Royer implements equity, diversity and inclusion (EDI) strategies through her workshops for educators and entrepreneurs. She provides training for topics including stress management techniques, cultivating belonging in the workplace, recognizing microaggressions in the workplace and reflecting on personal blindspots and biases.
Since Royer started the consulting agency in 2018, she has since worked with a variety of businesses and organizations including the System Planning and Policy at the City of Toronto, George Brown College and York Region.
“The first real pull for me to get into training and development was that I wanted to see more people who look like me as facilitators”
During her time as a master’s student at Ryerson, Royer attended trainings and workshops for professional development, noting that she never saw herself represented in any of the sessions she attended. She knew that she wanted to change this, making it a big motivation for her to get into a facilitator role herself.
“The first real pull for me to get into training and development was that I wanted to see more people who look like me as facilitators,” Royer said.
According to the Journal of Childhood Studies, an overwhelming majority of early childhood educators in Ontario are white and middle class. This affects how racial identity is perceived in education.
Anti-Racism ECE Ontario, an organization that advocates for diversity training in early childhood education, highlights the importance of including courses on anti-racism, as well as how trauma, gender and disability intersect with race.
Having been affected by others’ biases herself, Royer illustrates the importance of belonging and creates a space that addresses implicit biases through her training for educators.

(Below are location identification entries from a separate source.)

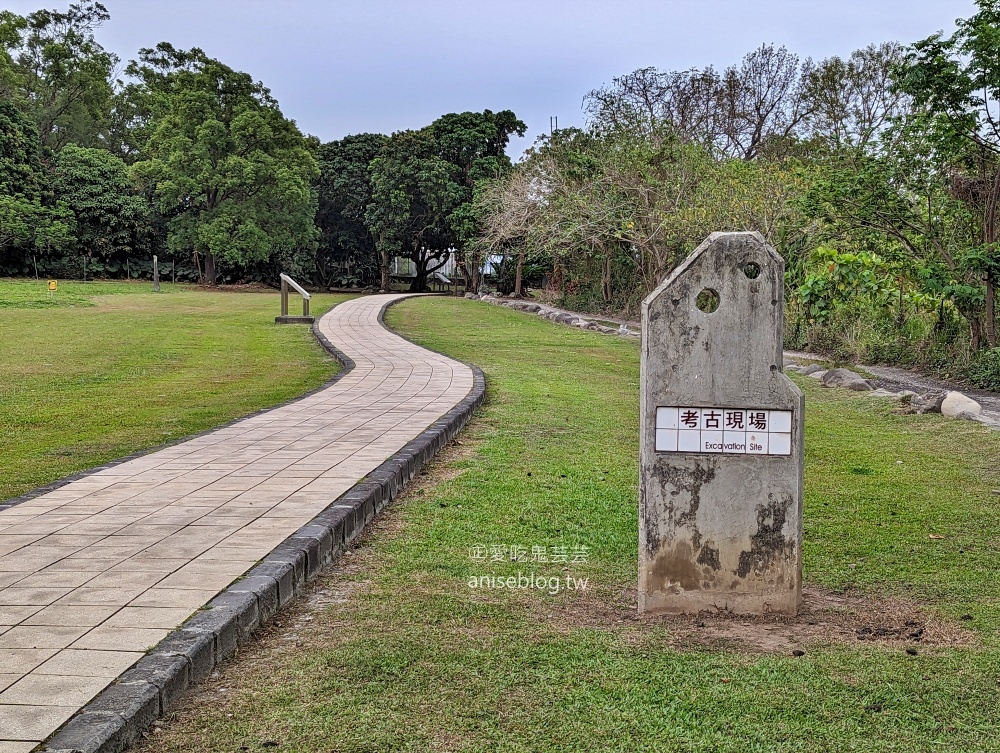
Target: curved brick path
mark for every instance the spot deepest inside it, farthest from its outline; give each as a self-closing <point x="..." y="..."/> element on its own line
<point x="101" y="569"/>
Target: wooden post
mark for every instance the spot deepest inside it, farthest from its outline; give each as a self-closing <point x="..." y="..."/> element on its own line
<point x="286" y="283"/>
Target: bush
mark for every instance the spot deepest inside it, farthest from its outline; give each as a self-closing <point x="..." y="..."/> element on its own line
<point x="984" y="371"/>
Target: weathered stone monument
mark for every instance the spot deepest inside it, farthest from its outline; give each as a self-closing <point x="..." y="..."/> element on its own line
<point x="720" y="486"/>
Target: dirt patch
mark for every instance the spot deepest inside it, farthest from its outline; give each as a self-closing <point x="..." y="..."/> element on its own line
<point x="825" y="617"/>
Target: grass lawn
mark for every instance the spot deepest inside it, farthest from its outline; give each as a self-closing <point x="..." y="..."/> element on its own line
<point x="394" y="651"/>
<point x="104" y="369"/>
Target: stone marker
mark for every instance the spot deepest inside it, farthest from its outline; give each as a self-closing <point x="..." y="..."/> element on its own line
<point x="720" y="471"/>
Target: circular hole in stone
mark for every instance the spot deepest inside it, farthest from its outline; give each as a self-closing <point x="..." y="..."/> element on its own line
<point x="707" y="300"/>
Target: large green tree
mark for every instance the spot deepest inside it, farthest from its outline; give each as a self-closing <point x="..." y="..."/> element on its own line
<point x="955" y="85"/>
<point x="424" y="183"/>
<point x="476" y="144"/>
<point x="346" y="245"/>
<point x="94" y="184"/>
<point x="229" y="171"/>
<point x="29" y="221"/>
<point x="54" y="69"/>
<point x="414" y="192"/>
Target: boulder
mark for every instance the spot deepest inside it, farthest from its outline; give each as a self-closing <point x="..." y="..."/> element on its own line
<point x="955" y="403"/>
<point x="846" y="379"/>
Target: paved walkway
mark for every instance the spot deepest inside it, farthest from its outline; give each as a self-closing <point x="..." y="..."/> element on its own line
<point x="98" y="571"/>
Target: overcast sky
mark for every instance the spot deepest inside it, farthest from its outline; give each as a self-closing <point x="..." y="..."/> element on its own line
<point x="347" y="66"/>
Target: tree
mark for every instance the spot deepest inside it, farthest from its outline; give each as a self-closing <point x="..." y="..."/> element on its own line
<point x="230" y="173"/>
<point x="344" y="193"/>
<point x="56" y="71"/>
<point x="28" y="222"/>
<point x="751" y="110"/>
<point x="955" y="85"/>
<point x="414" y="192"/>
<point x="852" y="101"/>
<point x="95" y="186"/>
<point x="475" y="143"/>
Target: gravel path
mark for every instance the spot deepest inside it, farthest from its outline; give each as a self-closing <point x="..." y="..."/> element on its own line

“I was worried about people’s implicit biases and that they may not book me if they saw a Black woman,” Royer said. “This is why I never put my face on LinkedIn or other social media platforms.” Royer says she didn’t put her face on LinkedIn until five months ago.
When Royer first started her business, she did a workshop in person at Queen Books, a Toronto-based book shop on Queen Street in Leslieville. From this, she said she was able to build a community around her workshops.
“I was worried about people’s implicit biases and that they may not book me if they saw a Black woman”
Royer recalls meeting an editor from Today’s Parent at the book shop who was interested in learning more about her work. She said this helped her realize she wanted to create a business for her services.
“I didn’t have a big business plan but when I realized the reception just from the workshops in the book store, it made me realize this is something I could really do,” Royer said.
As someone who strives to always be the best authentic version of herself, Royer emphasized the importance of taking time to build an authentic network and community.
“If you start off with what you love, then people will see that passion in the way you present your business and it will resonate with them,” Royer said.
As Royer plans for the future of Saroy Group, she said she intends to keep connecting with companies and organizations to “make change” by creating scholarships for Black students that want to enter the master’s program in early childhood studies at Ryerson and entrepreneurial pathways for new graduates.